By combining in situ hybridization (ISH) and immunocytochemistry (IC), microscopic topological localization of mRNAs and proteins can be determined. Although this technique can be applied to a variety of tissues, it is particularly important for use on neuronal cells which are morphologically complex and in which specific mRNAs and proteins are located in distinct subcellular domains such as dendrites and dendritic spines. One common technical problem for combined ISH and IC is that the signal for immunocytochemical localization of proteins often becomes much weaker after conducting ISH. In this manuscript, we report a simplified but robust protocol that allows immunocytochemical localization of proteins after ISH. In this protocol, we fix cultured cortical or hippocampal neurons with 4% paraformaldehyde (PFA), rinse briefly in PBS, and then further fix the cells with $-20^{\circ}C$ methanol.
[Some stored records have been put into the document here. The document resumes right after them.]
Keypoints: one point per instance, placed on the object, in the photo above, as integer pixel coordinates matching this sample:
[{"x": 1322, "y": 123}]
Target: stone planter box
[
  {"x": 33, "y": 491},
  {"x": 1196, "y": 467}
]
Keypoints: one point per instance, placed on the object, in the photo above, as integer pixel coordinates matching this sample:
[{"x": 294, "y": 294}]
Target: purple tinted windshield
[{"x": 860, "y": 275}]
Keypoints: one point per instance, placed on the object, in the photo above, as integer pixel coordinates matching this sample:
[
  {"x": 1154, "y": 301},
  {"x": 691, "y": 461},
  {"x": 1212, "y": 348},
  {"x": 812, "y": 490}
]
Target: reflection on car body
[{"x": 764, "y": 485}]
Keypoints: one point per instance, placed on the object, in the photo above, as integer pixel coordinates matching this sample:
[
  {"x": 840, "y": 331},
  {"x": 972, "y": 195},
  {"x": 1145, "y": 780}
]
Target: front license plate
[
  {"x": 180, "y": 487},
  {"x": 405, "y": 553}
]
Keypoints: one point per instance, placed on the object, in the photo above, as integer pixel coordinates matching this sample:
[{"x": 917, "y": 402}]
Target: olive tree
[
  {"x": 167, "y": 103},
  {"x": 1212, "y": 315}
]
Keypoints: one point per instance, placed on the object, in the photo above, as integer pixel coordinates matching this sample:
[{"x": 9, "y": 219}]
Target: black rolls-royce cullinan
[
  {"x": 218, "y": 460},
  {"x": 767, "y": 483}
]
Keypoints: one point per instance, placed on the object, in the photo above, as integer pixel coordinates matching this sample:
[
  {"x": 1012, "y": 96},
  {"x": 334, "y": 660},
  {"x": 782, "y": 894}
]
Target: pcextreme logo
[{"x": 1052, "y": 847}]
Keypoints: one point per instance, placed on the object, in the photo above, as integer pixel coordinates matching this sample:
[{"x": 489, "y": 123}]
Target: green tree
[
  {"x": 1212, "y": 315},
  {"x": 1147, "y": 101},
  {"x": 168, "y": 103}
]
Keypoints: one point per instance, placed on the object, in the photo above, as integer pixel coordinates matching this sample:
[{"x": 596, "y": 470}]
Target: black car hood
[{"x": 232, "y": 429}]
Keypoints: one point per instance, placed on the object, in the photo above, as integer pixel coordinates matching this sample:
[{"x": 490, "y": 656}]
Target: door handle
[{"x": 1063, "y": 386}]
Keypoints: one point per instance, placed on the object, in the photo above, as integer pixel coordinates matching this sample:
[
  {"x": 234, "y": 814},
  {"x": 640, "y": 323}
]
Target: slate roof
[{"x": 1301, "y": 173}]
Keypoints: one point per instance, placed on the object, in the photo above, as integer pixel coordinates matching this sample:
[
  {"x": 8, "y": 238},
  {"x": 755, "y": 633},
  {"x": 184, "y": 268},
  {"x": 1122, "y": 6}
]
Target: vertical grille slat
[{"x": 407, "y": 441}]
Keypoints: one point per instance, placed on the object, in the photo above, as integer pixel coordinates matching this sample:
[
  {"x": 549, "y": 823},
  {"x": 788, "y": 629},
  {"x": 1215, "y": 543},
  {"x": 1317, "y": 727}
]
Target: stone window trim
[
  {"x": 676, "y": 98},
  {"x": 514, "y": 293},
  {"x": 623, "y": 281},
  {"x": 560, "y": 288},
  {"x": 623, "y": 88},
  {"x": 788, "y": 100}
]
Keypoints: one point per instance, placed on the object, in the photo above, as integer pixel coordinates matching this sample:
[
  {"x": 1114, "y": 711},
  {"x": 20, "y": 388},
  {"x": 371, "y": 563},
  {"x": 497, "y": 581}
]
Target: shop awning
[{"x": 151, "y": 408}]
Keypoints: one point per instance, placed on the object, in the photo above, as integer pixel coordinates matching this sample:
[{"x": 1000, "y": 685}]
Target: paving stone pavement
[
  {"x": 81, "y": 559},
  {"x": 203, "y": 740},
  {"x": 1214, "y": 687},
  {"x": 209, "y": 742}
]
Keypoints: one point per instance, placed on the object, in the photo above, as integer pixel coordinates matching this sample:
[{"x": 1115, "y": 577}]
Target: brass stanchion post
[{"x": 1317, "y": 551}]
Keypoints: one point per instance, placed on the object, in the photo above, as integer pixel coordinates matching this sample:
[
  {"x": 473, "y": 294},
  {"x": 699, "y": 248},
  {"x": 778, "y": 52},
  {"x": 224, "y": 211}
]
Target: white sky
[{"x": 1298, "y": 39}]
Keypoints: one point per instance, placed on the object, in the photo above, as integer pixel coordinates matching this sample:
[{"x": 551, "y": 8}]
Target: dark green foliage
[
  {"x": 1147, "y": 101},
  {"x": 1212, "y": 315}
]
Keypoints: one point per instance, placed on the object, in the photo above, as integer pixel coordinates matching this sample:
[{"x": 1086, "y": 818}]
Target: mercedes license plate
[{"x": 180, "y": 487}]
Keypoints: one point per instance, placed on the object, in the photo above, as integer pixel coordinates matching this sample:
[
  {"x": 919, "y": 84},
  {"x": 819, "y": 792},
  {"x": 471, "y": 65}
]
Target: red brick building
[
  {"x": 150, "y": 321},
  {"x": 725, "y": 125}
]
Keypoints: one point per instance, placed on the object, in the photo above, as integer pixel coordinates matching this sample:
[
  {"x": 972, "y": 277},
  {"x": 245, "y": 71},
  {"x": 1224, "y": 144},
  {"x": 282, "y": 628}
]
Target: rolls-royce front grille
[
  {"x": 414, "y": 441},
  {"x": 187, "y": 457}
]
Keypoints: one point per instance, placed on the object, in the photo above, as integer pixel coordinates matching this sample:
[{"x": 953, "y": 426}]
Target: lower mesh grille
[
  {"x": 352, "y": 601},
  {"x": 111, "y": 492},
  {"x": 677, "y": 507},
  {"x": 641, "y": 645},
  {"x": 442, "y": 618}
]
Our method has several major advantages over previously described ones in that (1) it is simple, as it is just consecutive routine fixation procedures, (2) it does not require any special alteration to the fixation procedures such as changes in salt concentration, and (3) it can be used with antibodies that are compatible with either methanol (MeOH-) or PFA-fixed target proteins. To our best knowledge, we are the first to employ this fixation method for fluorescence ISH + IC.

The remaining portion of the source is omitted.